I am trying like this.

df.select( *[ F.when(F.dtype in ('integertype','doubletype') and F.col(column).ishaving(" "),'0').otherwise(F.col(column)).alias(column) for column in df.columns]).show()

Expected output:

+---------+----------+--------+---+------+------+------+                        
|firstname|middlename|lastname|age|gender|salary|amount|
+---------+----------+--------+---+------+------+------+
|    James|          |   Smith| 36|     M|  3000|   1.2|
|  Michael|      Rose|        | 40|     M|  4000|   2.0|
|   Robert|          |Williams| 42|     M|  4000|   5.0|
|    Maria|      Anne|        | 39|     F|     0|     0|
|      Jen|      Mary|   Brown|   |     F|    -1|     0|
+---------+----------+--------+---+------+------+------+

Solution

You can utilise reduce to accomplish this , it makes the code more cleaner and easier to understand

Additionally create a to_fill list to match the columns based on your condition , which can be further modified based on your scenarios.

Data Preparation

data = [("James","","Smith","36","M",3000,1.2),
    ("Michael","Rose"," ","40","M",4000,2.0),
    ("Robert","","Williams","42","M",4000,5.0),
    ("Maria","Anne"," ","39","F",None,None),
    ("Jen","Mary","Brown"," ","F",-1,None)
  ]

schema = StructType([ 
    StructField("firstname",StringType(),True), 
    StructField("middlename",StringType(),True), 
    StructField("lastname",StringType(),True), 
    StructField("age", StringType(), True), 
    StructField("gender", StringType(), True), 
    StructField("salary", IntegerType(), True),
    StructField("amount", DoubleType(), True) 
  ])
 
sparkDF = sql.createDataFrame(data=data,schema=schema)
sparkDF.show()

+---------+----------+--------+---+------+------+------+
|firstname|middlename|lastname|age|gender|salary|amount|
+---------+----------+--------+---+------+------+------+
|    James|          |   Smith| 36|     M|  3000|   1.2|
|  Michael|      Rose|        | 40|     M|  4000|   2.0|
|   Robert|          |Williams| 42|     M|  4000|   5.0|
|    Maria|      Anne|        | 39|     F|  null|  null|
|      Jen|      Mary|   Brown|   |     F|    -1|  null|
+---------+----------+--------+---+------+------+------+

Reduce

to_fill =  [ c for c,d in sparkDF.dtypes if d in ['int','bigint','double']] 

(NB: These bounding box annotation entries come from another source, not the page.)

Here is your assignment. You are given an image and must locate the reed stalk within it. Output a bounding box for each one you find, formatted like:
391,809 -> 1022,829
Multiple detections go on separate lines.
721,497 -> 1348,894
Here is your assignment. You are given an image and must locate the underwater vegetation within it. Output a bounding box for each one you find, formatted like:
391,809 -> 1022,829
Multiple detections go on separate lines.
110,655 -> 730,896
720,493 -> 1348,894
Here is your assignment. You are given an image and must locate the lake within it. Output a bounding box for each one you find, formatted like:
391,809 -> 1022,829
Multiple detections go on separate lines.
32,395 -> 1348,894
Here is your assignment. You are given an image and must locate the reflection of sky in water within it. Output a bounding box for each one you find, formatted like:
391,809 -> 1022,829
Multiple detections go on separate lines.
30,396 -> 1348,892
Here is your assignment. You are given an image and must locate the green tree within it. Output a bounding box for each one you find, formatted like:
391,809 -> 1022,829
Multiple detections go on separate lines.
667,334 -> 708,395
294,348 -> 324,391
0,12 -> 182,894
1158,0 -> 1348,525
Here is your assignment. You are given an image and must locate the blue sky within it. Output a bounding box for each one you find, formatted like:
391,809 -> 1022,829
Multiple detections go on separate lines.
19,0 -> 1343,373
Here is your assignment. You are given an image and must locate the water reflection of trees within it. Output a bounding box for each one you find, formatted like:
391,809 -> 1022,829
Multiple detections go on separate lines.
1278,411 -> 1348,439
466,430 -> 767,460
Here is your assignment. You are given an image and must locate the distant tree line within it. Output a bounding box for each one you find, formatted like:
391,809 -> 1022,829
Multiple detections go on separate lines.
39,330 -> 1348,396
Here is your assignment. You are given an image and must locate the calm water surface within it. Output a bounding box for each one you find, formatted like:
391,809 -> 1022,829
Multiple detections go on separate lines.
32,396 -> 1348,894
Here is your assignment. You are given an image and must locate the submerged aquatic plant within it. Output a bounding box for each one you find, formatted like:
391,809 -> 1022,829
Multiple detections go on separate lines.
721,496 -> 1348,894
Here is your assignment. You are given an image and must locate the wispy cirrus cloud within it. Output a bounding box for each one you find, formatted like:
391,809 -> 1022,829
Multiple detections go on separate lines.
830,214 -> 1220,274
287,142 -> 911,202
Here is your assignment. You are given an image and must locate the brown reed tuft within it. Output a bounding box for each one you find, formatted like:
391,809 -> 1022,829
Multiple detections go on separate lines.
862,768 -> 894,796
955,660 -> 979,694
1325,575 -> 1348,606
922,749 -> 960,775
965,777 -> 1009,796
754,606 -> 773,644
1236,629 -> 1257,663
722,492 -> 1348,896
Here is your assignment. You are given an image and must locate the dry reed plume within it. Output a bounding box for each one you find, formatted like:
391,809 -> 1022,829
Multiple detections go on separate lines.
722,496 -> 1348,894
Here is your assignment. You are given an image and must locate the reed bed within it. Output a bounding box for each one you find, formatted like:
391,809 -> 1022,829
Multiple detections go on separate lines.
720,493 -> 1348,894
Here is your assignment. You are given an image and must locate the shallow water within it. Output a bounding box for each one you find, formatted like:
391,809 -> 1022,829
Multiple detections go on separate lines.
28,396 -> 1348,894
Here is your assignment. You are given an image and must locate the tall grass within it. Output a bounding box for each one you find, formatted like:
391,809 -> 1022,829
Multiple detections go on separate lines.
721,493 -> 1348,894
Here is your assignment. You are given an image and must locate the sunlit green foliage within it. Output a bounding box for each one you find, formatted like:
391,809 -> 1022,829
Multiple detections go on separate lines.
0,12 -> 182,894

# to_fill --> ['salary','amount']

sparkDF = reduce(
    lambda df, x: df.withColumn(x, F.when(F.col(x).isNull(),0).otherwise(F.col(x))),
    to_fill,
    sparkDF,
)

sparkDF.show()

+---------+----------+--------+---+------+------+------+
|firstname|middlename|lastname|age|gender|salary|amount|
+---------+----------+--------+---+------+------+------+
|    James|          |   Smith| 36|     M|  3000|   1.2|
|  Michael|      Rose|        | 40|     M|  4000|   2.0|
|   Robert|          |Williams| 42|     M|  4000|   5.0|
|    Maria|      Anne|        | 39|     F|     0|   0.0|
|      Jen|      Mary|   Brown|   |     F|    -1|   0.0|
+---------+----------+--------+---+------+------+------+